In an attempt to do both, the Liberal Democrats pledged an extra investment of £2.5 billion in education to protect per-pupil spending in real terms, with the calculations taking into account an extra 460,000 pupils at a time of rising pupil numbers.

Clegg said the extra investment would be the equivalent of 70,000 teachers and 10,000 learning support assistants and would limit class sizes and increase the availability of one-to-one tuition. 

The Liberal Democrats claim this pledge means spending on pupils aged between two and 19 would be £2.5 billion more than Labour and £5 billion more than the Conservatives.

 

 Five manifesto pledges have ‘near religious status’

In light of the tuition fees fiasco, and the collapse in trust suffered by the Liberal Democrats in its aftermath, the party’s five key pledges were plastered on the front page of their manifesto in bright colors.

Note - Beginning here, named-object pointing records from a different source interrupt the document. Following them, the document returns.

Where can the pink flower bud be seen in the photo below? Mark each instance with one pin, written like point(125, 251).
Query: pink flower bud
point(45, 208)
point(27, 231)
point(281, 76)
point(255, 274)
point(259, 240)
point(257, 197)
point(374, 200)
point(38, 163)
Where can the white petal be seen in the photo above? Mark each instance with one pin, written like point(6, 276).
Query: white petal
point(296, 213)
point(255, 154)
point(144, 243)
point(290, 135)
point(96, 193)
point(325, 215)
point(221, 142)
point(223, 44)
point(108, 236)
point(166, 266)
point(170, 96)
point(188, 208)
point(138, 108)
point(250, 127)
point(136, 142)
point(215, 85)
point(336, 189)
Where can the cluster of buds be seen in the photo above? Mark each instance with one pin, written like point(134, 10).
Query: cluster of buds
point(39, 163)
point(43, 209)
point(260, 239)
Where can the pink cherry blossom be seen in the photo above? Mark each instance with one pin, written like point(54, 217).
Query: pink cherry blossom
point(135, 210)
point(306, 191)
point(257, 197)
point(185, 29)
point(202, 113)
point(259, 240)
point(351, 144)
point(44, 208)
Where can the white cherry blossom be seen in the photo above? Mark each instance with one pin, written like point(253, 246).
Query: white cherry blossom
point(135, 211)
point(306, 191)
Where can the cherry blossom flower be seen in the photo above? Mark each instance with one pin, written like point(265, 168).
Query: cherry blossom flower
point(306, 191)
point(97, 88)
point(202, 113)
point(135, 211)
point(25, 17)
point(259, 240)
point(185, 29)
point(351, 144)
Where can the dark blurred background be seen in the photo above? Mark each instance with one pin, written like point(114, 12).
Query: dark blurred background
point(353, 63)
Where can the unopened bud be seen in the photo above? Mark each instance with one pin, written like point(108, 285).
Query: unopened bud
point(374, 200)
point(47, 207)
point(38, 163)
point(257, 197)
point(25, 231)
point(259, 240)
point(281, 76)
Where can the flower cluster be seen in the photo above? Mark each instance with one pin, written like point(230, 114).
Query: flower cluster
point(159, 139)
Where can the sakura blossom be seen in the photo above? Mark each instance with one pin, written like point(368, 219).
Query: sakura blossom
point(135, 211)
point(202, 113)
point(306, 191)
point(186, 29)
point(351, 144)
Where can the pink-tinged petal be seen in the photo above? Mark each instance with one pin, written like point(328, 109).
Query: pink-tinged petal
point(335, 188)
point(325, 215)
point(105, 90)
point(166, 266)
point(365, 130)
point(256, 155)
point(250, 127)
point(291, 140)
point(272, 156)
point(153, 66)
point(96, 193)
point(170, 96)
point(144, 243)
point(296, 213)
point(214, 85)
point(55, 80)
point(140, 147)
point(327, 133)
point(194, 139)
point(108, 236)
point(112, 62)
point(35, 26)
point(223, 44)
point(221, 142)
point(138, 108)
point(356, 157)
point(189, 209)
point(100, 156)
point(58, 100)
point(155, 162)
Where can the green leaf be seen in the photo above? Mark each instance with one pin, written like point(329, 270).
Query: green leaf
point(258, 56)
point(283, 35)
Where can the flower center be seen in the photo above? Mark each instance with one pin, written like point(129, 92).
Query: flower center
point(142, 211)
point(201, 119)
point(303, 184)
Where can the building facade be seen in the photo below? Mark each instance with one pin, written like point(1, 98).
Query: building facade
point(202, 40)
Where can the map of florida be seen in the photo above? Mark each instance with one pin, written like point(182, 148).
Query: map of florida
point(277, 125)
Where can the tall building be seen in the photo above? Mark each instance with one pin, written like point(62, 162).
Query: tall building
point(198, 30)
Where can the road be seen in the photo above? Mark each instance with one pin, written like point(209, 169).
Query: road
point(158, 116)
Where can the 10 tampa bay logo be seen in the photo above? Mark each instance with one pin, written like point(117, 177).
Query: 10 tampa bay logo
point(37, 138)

They were: promising to balance the budget fairly by 2017/18; guaranteed funding from nursery to 19-year-olds; increasing the personal tax allowance to £12,500; spending £8 billion more on health per year by 2020 and equal status for mental health and five green laws to fight climate change, such as decarbonization targets for electricity production.

Clegg told the Guardian that these five manifesto pledges would have a “near religious status” for his party when it comes to negotiating any post-election coalition deal.

David Laws, the Liberal Democrat education minister, was grilled on BBC Radio 5 Live on Wednesday morning about how cast iron his party’s pledges on education were, considering their record on tuition fees.

"Look, we have learned some lessons from this parliament, not least on tuition fees... and I think you can rest assured that if we put these things on the front page of our manifesto, we are going to deliver these things if we're in government," he said.

Helen Lewis, deputy editor of the left-wing New Statesman magazine, said Liberal Democrats were pursuing “a strategy of retrenchment."

"I think it's the most sensible, well-funded manifesto we've seen," she said, speaking to the BBC’s Election Today program.

"They're not going to win over any new voters, this is all about what they'd do after the election. And they are so bruised by tuition fees that they're determined this time they are only going to make promises they can really stick to."